Each of these is frozen by tests under contracts/. Removals require a deprecation entry; rename-and-keep-the-shim is the default path. Details: Compatibility policy.

4. Security by default

Production-sensitive defaults ship enabled. The defaults are designed so that "I forgot to configure CSRF" looks like an explicit opt-out rather than a missing line:

  • CSRF on for state-changing form posts.
  • Session cookies Secure by default (session_cookie_secure: true); plain-HTTP local dev must opt out explicitly.
  • CORS denies unknown origins.
  • Rate limiting on every public endpoint.
  • Argon2id password hashing with versioned cost parameters.
  • TLS hardening on the embedded HTTP server when it is used directly.

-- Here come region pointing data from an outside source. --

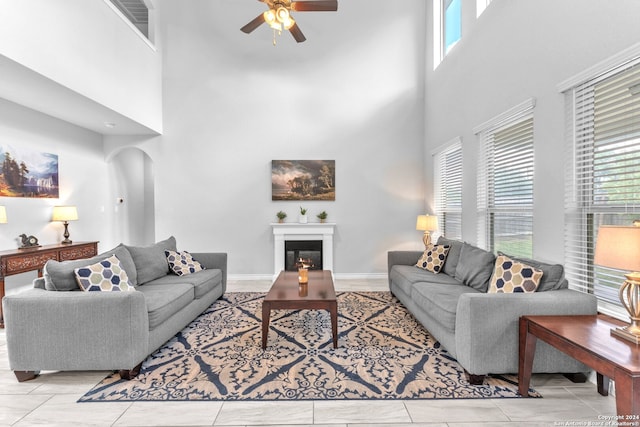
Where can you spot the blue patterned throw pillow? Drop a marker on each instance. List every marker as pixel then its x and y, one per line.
pixel 182 263
pixel 106 275
pixel 510 276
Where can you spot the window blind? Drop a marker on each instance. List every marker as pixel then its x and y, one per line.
pixel 505 185
pixel 448 189
pixel 603 175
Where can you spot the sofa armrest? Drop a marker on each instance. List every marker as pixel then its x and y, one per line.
pixel 49 330
pixel 213 260
pixel 486 330
pixel 402 258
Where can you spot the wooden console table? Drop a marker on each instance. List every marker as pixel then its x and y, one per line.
pixel 18 261
pixel 587 339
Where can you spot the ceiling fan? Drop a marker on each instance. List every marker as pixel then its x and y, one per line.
pixel 279 15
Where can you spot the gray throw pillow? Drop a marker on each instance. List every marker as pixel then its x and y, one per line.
pixel 451 263
pixel 552 277
pixel 60 276
pixel 151 262
pixel 475 267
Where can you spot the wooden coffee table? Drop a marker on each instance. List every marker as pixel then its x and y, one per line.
pixel 588 339
pixel 287 294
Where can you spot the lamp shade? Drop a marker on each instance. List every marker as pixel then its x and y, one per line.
pixel 64 213
pixel 427 223
pixel 618 247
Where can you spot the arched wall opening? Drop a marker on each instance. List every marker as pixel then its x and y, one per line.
pixel 134 196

Each setting is reachable from nucleus.yml. If you need to relax a default, you do it deliberately, in writing.

5. SQL-first operations

There is no ORM. Migrations are SQL files; the CLI applies them in order; queries are written in SQL. pkg/db adds database/sql ergonomics, telemetry and health checks; pkg/model adds metadata for the admin panel and CRUD helpers.

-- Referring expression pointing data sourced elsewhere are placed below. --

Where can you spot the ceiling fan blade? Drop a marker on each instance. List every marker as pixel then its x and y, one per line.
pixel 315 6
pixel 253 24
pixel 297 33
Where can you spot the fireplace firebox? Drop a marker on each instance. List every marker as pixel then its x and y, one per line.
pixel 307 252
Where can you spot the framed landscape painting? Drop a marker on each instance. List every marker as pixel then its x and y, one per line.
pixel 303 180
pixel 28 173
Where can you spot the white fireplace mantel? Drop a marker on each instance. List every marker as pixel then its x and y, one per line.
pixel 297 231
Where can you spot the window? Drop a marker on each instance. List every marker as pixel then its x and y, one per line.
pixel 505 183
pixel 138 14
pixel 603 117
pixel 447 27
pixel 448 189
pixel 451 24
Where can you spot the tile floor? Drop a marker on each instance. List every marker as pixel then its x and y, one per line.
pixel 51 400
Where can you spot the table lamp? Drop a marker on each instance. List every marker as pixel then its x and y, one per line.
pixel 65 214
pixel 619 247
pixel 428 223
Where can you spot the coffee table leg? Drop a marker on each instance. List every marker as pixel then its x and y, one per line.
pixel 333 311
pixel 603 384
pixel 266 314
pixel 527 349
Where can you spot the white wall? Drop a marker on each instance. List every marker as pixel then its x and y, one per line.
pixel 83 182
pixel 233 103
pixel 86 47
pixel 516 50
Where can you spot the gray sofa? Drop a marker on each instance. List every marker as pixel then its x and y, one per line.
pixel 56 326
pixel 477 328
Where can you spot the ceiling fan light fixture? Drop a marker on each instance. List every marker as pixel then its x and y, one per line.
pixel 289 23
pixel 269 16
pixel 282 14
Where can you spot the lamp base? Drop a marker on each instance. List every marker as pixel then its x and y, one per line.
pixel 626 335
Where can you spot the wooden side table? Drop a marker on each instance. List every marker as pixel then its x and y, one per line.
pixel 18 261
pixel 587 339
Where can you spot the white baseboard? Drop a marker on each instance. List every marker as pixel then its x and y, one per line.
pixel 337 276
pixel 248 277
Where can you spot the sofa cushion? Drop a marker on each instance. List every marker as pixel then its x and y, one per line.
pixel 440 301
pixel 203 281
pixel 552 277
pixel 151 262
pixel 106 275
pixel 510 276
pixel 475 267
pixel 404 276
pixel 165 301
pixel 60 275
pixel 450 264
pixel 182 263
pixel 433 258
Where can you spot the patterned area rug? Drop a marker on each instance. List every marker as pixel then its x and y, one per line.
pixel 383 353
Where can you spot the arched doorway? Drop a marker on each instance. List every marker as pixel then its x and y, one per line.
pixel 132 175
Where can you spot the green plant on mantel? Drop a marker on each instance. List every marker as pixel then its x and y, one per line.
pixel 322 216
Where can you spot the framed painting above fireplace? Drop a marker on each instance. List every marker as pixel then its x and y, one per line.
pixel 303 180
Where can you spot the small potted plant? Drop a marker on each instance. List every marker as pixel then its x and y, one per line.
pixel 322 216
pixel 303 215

This is a constraint we want, not one we tolerate:

  • Postgres, MySQL and SQLite all behave differently in subtle ways. MSSQL and Oracle add their own dialects on top (opt-in via the -tags mssql / -tags oracle build tags). Hiding any of this behind an ORM either produces the lowest-common-denominator query or quietly emits incompatible SQL.
  • Migrations as SQL files are reviewable and replayable independently of the binary that wrote them. Oracle multi-block PL/SQL scripts are split correctly by db.ExecScript so the slash-terminator works as developers expect (see Models & database → Multi-block scripts).
  • The CLI is deterministic: the same nucleus migrate against the same database ends in the same state. nucleus migrate drift reports divergence between the live schema and the registered models on every supported engine.